Re: search and delete comma delimited file
by McMahon (Chaplain) on Dec 08, 2004 at 23:27 UTC
    There are many ways to do this, but I really like DBD::CSV. The SQL interface is really really powerful for this sort of data wrangling.
Re: search and delete comma delimited file
by Popcorn Dave (Abbot) on Dec 08, 2004 at 23:52 UTC
    Another thing you might try - and this is only if your data holds as your examples - is something I did for a stock tracking program. The trick is though that your data is always in the same format. Just split it and grab what you need.

    In my case, I'm getting static stocks data from Yahoo Finance and I expect it to be in a certain order, so I just split it, and only take what I'm after. If your data is going to change, then this isn't going to do it for you. HTH

    #!/usr/bin/perl use strict; use warnings; my @results; my $relevant; while (<DATA>){ (undef, undef, undef, $relevant) = split ('","',$_); push(@results, $relevant); } print join("\n", @results); __DATA__ "1495107228781574","SomeCompany, Inc.","8335788590132972","kerpow.org" +,"Active","Jan 27 2000 9:02PM","May 1 2004 12:34PM","May 28 2005 2:02 +AM" "1495107228781574","SomeCompany, Inc.","1802975834647670","squish.com" +,"Active","Jul 15 2004 1:49PM","May 2 2004 11:05PM","May 19 2005 11:0 +5PM" "1495107228781574","SomeCompany, Inc.","4430459098697337","wanka.com", +"Active","Nov 9 2004 9:29AM","May 3 2004 2:14PM","May 16 2005 2:14PM" "1495107228781574","SomeCompany, Inc.","2113292909703608","blah.com"," +Active","Jan 16 2003 10:48AM","May 4 2004 12:34PM","May 16 2005 5:48A +M"

    Output:

    kerpow.org
    squish.com
    wanka.com
    blah.com

    Useless trivia: In the 2004 Las Vegas phone book there are approximately 28 pages of ads for massage, but almost 200 for lawyers.
      Popcorn Dave,

      Okay, this absolutely sits side by side with the sunrise, that I so was lucky
      to be able to witness this morning...

      I'm going to walk through the other responses as well so I can see the different
      ways to approach and visualize this data! THANK YOU! :)

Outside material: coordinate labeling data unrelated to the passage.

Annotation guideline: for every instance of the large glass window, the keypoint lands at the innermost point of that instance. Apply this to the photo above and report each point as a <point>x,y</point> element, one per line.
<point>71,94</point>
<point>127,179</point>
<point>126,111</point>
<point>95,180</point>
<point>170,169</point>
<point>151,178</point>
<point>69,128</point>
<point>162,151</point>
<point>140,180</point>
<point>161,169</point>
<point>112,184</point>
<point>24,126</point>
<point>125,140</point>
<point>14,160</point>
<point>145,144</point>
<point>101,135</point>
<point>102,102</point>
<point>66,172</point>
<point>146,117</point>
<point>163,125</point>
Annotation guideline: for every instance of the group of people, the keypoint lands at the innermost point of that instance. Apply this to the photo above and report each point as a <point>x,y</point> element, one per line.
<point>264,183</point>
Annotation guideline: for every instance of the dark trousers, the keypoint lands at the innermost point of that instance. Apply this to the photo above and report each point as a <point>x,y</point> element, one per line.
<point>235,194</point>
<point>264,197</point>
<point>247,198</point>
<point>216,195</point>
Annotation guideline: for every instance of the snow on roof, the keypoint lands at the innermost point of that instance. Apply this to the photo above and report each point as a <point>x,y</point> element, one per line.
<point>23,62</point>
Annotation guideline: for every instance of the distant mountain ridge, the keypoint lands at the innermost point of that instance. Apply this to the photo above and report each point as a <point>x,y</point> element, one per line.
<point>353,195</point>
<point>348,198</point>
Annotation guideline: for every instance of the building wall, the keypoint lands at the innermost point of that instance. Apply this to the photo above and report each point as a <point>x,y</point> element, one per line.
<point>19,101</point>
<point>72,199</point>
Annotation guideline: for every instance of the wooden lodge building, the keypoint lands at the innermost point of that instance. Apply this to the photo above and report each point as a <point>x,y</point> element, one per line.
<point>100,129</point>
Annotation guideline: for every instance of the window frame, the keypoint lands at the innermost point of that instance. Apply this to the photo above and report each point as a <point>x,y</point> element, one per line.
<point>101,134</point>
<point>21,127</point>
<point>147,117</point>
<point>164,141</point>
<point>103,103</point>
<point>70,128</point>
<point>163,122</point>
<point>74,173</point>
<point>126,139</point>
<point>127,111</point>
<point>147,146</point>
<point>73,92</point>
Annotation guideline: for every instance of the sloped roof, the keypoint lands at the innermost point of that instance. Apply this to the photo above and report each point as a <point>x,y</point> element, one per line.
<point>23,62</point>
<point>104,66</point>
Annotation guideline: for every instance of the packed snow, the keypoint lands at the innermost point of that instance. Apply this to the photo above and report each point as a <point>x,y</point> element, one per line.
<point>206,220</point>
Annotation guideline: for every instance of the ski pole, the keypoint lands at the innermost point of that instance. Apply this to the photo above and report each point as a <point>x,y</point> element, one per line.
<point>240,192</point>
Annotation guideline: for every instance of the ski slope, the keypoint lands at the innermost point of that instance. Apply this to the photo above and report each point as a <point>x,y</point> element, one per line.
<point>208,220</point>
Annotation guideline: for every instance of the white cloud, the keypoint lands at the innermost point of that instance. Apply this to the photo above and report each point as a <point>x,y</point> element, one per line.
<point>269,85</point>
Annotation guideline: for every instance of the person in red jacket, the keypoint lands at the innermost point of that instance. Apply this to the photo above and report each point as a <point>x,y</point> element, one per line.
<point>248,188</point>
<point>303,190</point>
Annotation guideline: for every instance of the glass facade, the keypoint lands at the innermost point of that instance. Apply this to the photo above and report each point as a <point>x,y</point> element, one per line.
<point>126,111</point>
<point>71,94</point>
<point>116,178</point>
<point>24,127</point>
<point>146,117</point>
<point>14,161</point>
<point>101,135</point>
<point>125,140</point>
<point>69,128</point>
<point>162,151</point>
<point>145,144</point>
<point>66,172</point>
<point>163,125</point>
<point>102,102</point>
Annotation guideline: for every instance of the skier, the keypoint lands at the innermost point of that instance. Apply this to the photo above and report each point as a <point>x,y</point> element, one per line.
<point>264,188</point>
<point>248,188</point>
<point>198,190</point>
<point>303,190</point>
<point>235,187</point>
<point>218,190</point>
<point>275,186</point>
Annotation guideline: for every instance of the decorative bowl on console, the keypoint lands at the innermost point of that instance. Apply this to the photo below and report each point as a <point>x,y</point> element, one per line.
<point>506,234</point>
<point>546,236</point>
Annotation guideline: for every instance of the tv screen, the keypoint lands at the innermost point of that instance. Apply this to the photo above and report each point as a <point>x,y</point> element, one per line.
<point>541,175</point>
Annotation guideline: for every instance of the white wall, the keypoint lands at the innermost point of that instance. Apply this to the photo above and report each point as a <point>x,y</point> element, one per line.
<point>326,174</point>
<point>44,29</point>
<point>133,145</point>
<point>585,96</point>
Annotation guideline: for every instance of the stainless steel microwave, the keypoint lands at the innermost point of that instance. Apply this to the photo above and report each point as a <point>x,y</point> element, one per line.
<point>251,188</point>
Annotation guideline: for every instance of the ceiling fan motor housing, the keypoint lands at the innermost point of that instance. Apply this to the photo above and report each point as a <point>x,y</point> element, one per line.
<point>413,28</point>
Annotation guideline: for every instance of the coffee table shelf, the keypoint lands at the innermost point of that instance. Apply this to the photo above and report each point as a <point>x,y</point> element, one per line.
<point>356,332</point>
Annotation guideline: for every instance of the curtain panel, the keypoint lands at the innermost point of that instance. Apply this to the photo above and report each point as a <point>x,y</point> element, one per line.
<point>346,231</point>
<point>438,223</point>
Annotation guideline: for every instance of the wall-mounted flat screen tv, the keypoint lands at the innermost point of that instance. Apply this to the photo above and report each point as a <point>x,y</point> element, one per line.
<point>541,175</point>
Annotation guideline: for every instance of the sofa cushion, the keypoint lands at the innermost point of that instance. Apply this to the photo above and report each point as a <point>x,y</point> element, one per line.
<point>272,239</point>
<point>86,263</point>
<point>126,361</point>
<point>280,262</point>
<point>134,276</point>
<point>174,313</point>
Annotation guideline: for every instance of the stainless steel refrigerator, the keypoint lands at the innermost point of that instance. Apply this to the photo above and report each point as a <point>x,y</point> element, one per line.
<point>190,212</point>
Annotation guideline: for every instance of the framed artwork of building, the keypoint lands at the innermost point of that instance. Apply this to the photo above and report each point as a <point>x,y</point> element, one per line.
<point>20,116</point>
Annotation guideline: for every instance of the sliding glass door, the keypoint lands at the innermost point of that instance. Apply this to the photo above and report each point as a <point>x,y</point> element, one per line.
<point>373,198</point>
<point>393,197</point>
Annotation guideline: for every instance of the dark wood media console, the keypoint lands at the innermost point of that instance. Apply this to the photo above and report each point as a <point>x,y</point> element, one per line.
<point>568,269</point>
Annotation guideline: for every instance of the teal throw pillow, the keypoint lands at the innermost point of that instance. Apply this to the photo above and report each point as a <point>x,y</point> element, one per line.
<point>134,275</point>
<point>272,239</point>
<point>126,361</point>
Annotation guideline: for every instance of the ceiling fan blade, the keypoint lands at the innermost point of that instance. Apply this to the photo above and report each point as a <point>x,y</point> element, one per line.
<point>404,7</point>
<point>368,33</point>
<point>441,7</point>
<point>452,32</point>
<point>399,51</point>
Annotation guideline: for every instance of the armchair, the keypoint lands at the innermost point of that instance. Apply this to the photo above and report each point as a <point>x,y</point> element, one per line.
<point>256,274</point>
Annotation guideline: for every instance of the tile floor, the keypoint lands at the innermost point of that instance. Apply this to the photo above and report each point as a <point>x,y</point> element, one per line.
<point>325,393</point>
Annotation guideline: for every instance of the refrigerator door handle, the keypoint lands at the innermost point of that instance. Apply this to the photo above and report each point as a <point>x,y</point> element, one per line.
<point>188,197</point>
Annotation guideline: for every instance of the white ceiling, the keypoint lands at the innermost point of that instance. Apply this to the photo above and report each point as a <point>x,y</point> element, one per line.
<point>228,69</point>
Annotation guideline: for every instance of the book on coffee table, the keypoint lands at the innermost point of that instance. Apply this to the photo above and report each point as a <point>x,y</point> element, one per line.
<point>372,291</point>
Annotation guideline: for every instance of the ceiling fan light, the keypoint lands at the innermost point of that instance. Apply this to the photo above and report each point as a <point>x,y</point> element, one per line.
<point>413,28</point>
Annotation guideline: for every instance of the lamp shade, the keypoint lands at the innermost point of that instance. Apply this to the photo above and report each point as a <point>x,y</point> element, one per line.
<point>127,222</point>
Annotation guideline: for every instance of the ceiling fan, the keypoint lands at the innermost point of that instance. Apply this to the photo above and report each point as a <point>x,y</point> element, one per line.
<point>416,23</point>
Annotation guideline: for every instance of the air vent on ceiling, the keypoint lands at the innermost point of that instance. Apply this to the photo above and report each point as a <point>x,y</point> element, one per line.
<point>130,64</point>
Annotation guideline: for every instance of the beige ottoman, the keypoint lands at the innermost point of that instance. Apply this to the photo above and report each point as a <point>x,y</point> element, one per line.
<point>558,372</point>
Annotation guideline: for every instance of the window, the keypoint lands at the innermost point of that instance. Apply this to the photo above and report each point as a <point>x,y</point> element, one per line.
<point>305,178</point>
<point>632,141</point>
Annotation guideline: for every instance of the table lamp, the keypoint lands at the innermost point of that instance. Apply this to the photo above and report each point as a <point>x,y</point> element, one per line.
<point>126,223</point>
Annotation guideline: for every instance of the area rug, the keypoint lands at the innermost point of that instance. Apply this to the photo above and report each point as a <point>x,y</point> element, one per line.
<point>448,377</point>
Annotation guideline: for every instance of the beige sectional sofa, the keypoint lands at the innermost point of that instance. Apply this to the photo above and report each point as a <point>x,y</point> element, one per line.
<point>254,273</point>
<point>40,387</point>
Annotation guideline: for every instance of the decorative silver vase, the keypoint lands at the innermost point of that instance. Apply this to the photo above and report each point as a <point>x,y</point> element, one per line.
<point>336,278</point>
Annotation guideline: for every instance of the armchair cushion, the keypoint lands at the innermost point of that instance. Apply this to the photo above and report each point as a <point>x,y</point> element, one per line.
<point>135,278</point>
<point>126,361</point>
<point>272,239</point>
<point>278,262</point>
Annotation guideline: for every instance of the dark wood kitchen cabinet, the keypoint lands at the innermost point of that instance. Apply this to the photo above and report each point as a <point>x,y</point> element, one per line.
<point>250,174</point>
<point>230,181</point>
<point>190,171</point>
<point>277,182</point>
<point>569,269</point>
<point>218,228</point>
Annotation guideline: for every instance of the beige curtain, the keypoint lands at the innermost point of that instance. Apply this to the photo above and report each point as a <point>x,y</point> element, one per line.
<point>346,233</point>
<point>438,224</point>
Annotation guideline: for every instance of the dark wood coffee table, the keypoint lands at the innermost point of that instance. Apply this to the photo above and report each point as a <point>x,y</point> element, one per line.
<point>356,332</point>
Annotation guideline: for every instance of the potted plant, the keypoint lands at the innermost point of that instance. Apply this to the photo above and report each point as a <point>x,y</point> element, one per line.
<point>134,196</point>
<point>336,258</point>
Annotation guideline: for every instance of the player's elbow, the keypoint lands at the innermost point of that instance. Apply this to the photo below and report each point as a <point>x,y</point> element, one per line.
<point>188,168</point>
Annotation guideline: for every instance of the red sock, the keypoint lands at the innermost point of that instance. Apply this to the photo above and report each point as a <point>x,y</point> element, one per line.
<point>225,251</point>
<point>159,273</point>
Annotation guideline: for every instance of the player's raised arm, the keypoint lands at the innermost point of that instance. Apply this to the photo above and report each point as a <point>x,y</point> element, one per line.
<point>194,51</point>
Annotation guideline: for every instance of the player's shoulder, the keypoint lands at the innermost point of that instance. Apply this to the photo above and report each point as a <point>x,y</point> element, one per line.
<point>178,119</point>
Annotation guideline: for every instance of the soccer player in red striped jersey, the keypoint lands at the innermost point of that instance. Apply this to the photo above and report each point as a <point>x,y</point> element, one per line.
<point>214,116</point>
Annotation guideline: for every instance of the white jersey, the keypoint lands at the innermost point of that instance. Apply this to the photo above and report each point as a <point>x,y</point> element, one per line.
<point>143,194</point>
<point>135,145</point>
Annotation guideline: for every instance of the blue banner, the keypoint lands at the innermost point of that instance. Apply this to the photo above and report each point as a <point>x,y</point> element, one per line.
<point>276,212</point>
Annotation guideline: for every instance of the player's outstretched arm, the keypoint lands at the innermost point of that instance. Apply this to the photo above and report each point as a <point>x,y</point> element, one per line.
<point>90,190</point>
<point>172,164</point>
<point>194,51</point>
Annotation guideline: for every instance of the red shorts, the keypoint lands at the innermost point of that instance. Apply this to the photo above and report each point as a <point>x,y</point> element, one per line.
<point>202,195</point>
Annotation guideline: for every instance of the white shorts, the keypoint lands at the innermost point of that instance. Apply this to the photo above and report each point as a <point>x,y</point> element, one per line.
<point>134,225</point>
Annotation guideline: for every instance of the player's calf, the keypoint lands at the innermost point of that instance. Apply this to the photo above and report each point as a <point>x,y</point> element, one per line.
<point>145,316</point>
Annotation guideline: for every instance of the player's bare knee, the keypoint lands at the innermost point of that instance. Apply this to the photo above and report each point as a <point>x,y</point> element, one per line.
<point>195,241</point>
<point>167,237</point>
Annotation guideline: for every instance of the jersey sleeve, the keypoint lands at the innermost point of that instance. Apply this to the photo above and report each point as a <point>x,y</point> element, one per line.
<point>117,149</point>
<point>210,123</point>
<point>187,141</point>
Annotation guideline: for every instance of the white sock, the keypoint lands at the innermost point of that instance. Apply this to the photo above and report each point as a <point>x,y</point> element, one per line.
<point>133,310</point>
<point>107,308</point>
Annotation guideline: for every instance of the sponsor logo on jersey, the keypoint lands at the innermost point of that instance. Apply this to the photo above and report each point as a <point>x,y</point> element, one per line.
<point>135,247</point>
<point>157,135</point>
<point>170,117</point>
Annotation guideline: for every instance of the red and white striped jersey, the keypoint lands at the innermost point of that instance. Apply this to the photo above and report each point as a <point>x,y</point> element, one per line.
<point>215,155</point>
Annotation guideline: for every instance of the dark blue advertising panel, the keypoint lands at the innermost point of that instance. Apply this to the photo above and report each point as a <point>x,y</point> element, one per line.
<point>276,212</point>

      Oh yeah, I also wanted to give you a blurb of, 'this is was what I did to make
      this work on my end.'

      I took this line of code:
      while (<DATA>){

      and changed it to this:
      while (<>){

      so I could make the module read from STDIN and direct it to the new file:
      ./wicked.pl thefile.txt > thedataIneed.txt

      and like I said above...WOW!! What a beautiful sunrise!

      Simone~

      split ('","',$_);

      While this split works on the data set presented, it is definitely not a good general solution for CSV parsing. There are at least two kinds of valid CSV that will break it. In the first place, many CSV generators omit quotation marks around fields that don't contain embedded special characters so this is a valid three-field CSV record in braces: {foo,"a,b",7} in which the quote-comma-quote split would fail because there are not quotes around some of the field-separating commas. Also, if there are embedded quote marks in the data, those are usually escaped by doubling the quote marks so this is also a valid three-field CSV record: {7,"a"",""b",8}, in which the split would fail because it would find a non-field-separating quote-comma-quote pattern.

        No, you're right, I see that now, and that's a very good point. I was just trying to show something that I had used, with the caveat that it may or may not work for the OP's data. In my particular case, the data is just CSV so just a split on ',' with the undefs works.

        Useless trivia: In the 2004 Las Vegas phone book there are approximately 28 pages of ads for massage, but almost 200 for lawyers.